Chien 51
Dans un futur proche, Paris est divisé en trois zones, pour autant de classes sociales. La ville est sous la protection d’une IA nommée Alma. Lorsque l’inventeur de celle‑ci est assassiné, Salia, une enquêtrice de la Zone 2, et Zem, un policier de la Zone 3, s’associent pour trouver le coupable.
Pastiche 51
À part une vague trame et une ossature narrative, il ne reste pas grand‑chose du roman politico‑écolo et nostalgique de Laurent Gaudé, que le réalisateur marseillais Cédric Jimenez adapte ici avec fougue. Déjà, transposer l’action d’Athènes à Paris était en soi une hérésie. On aurait adoré que le réalisateur filme sa cité phocéenne et non un Paris de carte postale futuriste.
Et confier les rôles principaux au duo cinématographique Adèle Exarchopoulos/Gilles Lellouche, une fausse bonne idée mais sans doute bankable. Cela plombe d’entrée le métrage. Non pas que les acteurs soient mauvais, mais ils sont clairement trop complices et le couple Zem/Salia ne fonctionne pas, ni dans sa phase chien‑chat, ni dans sa phase romantique (inutile). Il faut dire qu’ils ne sont pas aidés par la réalisation boursouflée de prétention et qui écrase ses acteurs. La scène du karaoké version 2045 sur fond de faux concert virtuel donne le ton.

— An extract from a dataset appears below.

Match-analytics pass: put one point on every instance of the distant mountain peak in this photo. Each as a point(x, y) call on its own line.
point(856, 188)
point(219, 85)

© Ombeline Le Gendre-Martin - 2025 - Chi-Fou-Mi Productions - Studiocanal - France 2 Cinéma - Jim Films - Artemis Productions
Les chiens aboient...
Rien ne fonctionne vraiment dans ce Chien 51, qui oublie un peu la rage canine du roman original pour lorgner vers Minority Report et Les fils de l’homme (pour les références assumées). Le film, et c’est dommage car les moyens sont là, peine à établir un véritable univers cohérent, alors que c’est paradoxalement le personnage principal de l’intrigue.
Sans imagination, Chien 51 recycle les idées des autres et s’embourbe rapidement dans un grand barnum cinématographique, sans véritable cohérence pour aboutir à une intrigue classique vue, revue et ô combien à la mode.
Les trois zones sociales parisiennes au cœur de l’intrigue ont du mal à exister à l’écran, ou du moins ne sont jamais vraiment différenciées, hormis une vague opposition entre l’appartements haussmanniens du ministre de la Justice et celui bobo néo‑rétro du flic cassé par la vie. Et il faut bien plus que 3 tags et 4 poubelles renversées pour faire de Paris une capitale dystopique crédible, capable de rivaliser avec le Los Angeles tout aussi dystopique et pessimiste de Blade Runner (réalisé il y a plus de 40 ans !). Ici, les pluies ne sont plus acides, elles sont cinégéniques, et c’est bien le problème. En lorgnant vers le blockbuster calibré, le réalisateur de La French et de Bac Nord livre un polar futuriste certes, mais très impersonnel et surtout peu original, bien que ce soit un film de science‑fiction français, presque parisien, même.
Ah, ce plan sur la Tour Eiffel de nuit et les quais de Seine agrémentés de deux ou trois écrans géants, et cette belle réflexion de Gilles Lellouche : « J’avais oublié comme c’était beau ! ». Un must.

© 2025 - Chi-Fou-Mi Productions - Studiocanal - France 2 Cinéma - Jim Films - Artemis Productions
Chien de la casse
Il ne suffit pas non plus de faire exploser le budget HMC (habillage, maquillage, coiffure) pour transformer le haut du panier du cinéma hexagonal en acteurs solubles dans la science‑fiction. C’est un axiome : au cinéma, le ridicule tue et il faut souvent se pincer quand on voit le sort réservé par ce Chien 51 à Louis Garrel et Romain Duris, pour ne citer qu’eux. Les pauvres n’étant pas non plus aidés par leurs dialogues.
Reste que le film, avec tous ses défauts, peut divertir, pourvu qu’on n’ait pas trop d’attentes, qu’on ne connaisse pas le roman et qu’on soit surtout bon public. Nos acteurs français préférés font leur maximum, le réalisateur a le sens des scènes d’action, la bande‑son et le sound design sont aux petits oignons, et l’ambition est bel et bien là. Ça fait d’ailleurs du bien de voir un film français qui s’essaie à autre chose. Même la plupart des effets spéciaux fonctionnent, c’est dire.
Malheureusement, pas tous. C’est d’autant plus dommage quand il s’agit des drones et du jeu télévisé, pourtant si essentiels à l’intrigue (du moins pour les premiers, car pour les seconds, c’était plus dans le roman).
En somme, ce Chien 51 manque cruellement de mordant. Il est par bien des égards assez raté au regard de ses ambitions, mais n’est pas à renvoyer directement à la niche pour autant.